But there is no better place to make those decision than in the new plans. And that’s where the Fisheries Steering Committee comes in. Sadly, only half the Steering Committee showed up for the group’s last meeting on January 6. But I have to acknowledge that those who didn’t attend didn’t miss much.

There were no assessments to review, no plans to discuss. Brautigam and Joe Overlock provided updates about the department’s work on the assessments and plans, and spent quite a bit of time explaining the differences in the planning processes for fisheries and game animals and reviewing the “key components” of the planning process. Francis did say that most species assessments are drafted, but not finalized. He said the agency still needs to determine their research needs for each species.

And he reported that they are turning away from a statewide management approach to focus on regional plans, hoping to solicit more public input on the regional level. “In the fish world, we manage water by water,” he said, “in thousands of waters.”

Many of us see that as a mistake. Thank goodness we don’t manage game animals that way! And that kind of management and thinking has created a terribly complex and confusing set of fishing rules. There is actually a bill in the legislature this session to reorganize the fisheries division so that it matches the organizational structure of the wildlife division.

Francis said it has been difficult to determine the public’s desires and needs when it comes to fisheries management. And he also noted, “We don’t have any way to manage data.” He’s hoping to upgrade a position in his division to focus more effort on this. “The old plan was loaded with data but wasn’t used. The plans lacked specific guidance for regions,” he reported.

In particular, Francis hopes to make the plans more responsive to and useful for anglers. I must say they’ve got a long way to go to achieve that goal. We did give him some advice on how to reach out to more anglers – including using the department’s list of licensed anglers. I also suggested a survey of nonresident anglers who no longer fish in Maine. And we suggested engaging local, regional, and state groups representing sportsmen and women.

That’s when we were told that Brittany Humphrey is working on a plan to bring back those nonresidents who have given up fishing here. I’m trying to find out the status of that plan now, and will let you know if the agency is willing to share it with us.

DIF&W contracted with Mark Duda and Resource Management, a national consulting firm that has worked in all 50 states, to do surveys of anglers, hunters, and the public, on many issues. But Francis said he questions the results, and thinks they did not survey enough avid anglers.

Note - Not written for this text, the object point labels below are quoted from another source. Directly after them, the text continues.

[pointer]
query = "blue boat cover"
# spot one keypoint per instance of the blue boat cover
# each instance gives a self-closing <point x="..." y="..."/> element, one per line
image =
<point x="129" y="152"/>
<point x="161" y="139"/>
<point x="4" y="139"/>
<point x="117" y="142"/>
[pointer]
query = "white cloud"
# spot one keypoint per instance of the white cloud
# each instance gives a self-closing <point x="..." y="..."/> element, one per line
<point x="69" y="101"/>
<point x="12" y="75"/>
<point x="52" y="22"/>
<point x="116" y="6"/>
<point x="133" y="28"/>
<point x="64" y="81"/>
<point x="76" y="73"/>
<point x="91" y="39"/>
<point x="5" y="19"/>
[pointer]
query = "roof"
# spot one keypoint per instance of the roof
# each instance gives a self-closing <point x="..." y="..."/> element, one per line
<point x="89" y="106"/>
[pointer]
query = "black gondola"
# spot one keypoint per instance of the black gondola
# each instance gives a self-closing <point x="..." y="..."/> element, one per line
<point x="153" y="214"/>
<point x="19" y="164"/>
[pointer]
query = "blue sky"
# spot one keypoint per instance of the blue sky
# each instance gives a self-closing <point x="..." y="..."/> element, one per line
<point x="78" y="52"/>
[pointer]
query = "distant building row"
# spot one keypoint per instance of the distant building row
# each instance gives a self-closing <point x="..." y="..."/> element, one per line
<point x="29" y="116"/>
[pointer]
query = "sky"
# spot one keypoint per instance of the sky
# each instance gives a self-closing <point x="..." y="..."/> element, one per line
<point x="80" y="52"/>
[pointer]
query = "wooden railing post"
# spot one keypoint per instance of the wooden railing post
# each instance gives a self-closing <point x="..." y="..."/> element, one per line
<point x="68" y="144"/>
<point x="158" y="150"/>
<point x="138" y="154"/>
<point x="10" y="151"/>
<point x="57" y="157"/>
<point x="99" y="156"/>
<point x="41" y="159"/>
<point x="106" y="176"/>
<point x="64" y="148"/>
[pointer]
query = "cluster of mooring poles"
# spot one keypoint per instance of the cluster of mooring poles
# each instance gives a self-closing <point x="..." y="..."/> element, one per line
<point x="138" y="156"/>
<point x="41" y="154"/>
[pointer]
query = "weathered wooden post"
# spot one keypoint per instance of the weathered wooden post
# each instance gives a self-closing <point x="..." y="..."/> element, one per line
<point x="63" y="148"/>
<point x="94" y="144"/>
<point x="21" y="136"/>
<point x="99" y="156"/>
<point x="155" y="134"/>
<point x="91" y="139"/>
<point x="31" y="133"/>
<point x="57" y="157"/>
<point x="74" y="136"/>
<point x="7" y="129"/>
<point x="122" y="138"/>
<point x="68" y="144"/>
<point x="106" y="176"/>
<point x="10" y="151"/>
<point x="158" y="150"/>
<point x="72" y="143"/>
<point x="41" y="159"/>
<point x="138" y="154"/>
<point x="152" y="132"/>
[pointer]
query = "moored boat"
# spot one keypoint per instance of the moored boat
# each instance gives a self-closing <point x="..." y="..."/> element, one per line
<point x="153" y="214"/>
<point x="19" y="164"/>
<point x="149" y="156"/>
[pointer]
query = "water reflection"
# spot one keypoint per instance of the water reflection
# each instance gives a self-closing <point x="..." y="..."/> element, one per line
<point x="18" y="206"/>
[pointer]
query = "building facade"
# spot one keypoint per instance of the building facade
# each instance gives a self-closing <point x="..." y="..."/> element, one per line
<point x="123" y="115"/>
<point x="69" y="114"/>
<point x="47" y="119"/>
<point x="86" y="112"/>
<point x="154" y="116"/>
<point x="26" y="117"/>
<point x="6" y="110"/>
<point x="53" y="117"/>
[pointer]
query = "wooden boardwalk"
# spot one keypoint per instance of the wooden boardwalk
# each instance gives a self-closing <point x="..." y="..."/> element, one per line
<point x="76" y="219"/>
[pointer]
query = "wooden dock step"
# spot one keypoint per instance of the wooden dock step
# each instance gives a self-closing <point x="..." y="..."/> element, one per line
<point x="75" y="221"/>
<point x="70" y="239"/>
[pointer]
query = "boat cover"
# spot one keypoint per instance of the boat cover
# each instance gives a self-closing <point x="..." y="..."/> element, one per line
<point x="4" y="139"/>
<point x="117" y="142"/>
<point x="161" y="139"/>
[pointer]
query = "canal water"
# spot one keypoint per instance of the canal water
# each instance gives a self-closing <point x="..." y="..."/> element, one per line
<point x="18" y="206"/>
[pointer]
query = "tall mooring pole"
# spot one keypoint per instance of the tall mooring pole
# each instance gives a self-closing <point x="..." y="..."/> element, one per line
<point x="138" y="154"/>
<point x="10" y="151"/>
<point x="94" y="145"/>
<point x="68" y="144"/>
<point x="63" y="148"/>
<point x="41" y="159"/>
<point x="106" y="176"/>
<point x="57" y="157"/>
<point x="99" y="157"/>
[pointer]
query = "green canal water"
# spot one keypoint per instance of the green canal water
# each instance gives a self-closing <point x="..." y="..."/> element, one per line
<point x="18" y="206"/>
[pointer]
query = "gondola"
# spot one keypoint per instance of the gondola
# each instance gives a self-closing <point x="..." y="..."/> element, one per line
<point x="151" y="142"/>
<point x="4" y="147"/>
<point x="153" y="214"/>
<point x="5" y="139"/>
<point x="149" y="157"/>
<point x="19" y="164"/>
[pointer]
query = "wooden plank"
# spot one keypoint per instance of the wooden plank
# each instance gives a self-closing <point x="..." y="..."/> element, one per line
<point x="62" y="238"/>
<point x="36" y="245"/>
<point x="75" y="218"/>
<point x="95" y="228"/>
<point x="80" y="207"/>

Steering Committee member Sherry Oldham, a member of the Fish and Wildlife Advisory Council and President of the Rangeley Region Guides and Sportsmen’s Association, emphasized that “conservation is most important” and this should be emphasized in the plans. She also noted we should have a separate assessment for the Heritage Waters, where brook trout and char are protected.

A lot of discussion centered on the concept of turning most of the decisions, and focusing the plans, on a regional level. “I am very reluctant to turn over planning for resources of state and national significance to regions,” said Don Kleiner, a Steering Committee members and lobbyist for the Maine Professional Guides Association. Don cited sea run trout, Bluebacks, Sebago salmon, and Heritage fish as particular concerns.

I was pleased that Francis, and Nate Webb who chairs these meetings, let me speak at the meeting. I tried to give them some good advice, and noted that we’ve made lots of stocking mistakes over the last 150 years, and our highest priority must be to protect our remaining native fisheries. Twice as many bass, introduced both legally and illegally, are now caught by anglers than brook trout. “Bass are the second most important (fishery) resource in our state,” said Francis.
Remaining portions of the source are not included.